By Patricia McKissack
Every now and then a timeless supernatural classic comes along, one that you have to read over and over again and share with as many people as you can. The Dark Thirty, winner of the 1993 Coretta Scott King Award with black and white illustrations by Brian Pinkney, is one such book. An anthology of nine short stories and one poem, this book is an engaging collection of tales.
The title comes from that time of day just before nightfall and the stories within are perfect yarns to spin at that eerie time of day. The stories within this book are haunting, in a horror story sense as well as in a social commentary sort of way. The stories evoke the African-American experience in the south with themes ranging from slavery, segregated communities, transport (trains and buses), and 60's activism, all with a supernatural twist. The stories are written in such a way that a wide audience can be reached and mesmerized. The narratives are smooth, steady, and subtle, despite the heavy and sometimes violent themes they depict. For instance, in the story "Justice" readers are introduced to a character whose ghost returns to avenge his wrongful and horrible lynching murder by a Klansman. Sometimes these elements of our history are hard to explore with youth, but using a short story as a way to break the ice, we can start a dialogue about the haunting parts of our past in a way that is accessible and appropriate for children of a certain age.

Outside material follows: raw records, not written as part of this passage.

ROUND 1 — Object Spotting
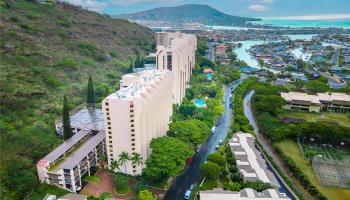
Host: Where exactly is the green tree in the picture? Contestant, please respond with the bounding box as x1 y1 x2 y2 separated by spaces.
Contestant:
144 136 193 181
208 152 226 169
111 160 121 172
140 57 145 68
168 119 210 146
130 153 143 175
99 155 107 169
62 96 73 140
113 174 130 194
200 161 221 180
138 190 156 200
128 59 134 73
119 151 130 173
87 76 96 107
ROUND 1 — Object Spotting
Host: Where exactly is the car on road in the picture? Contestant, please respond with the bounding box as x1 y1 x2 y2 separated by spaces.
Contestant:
189 184 195 191
184 190 192 200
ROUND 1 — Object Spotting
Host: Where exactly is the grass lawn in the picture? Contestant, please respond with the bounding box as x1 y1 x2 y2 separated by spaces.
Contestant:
279 111 350 127
115 185 130 195
84 176 100 183
278 140 350 200
29 184 69 200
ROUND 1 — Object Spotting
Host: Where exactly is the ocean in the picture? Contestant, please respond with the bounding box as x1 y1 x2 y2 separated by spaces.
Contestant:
254 18 350 29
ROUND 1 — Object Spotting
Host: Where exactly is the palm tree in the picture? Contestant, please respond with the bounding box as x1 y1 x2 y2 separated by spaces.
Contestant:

I remember my 6th grade teacher reading this book to us, one story at a time, and I remember this was the first time my class was quiet. Pin drop quiet. Every Friday we were allowed to bring pop and gum into class, so usually we were all wound up on sugar, but the Friday afternoons when Mr. B read from this book we were all quietly and thoughtfully absorbed in the tales. This is a book I enjoyed hearing and love to read over and over and I am happy to share it with you. I hope you find it to be a powerful reading experience.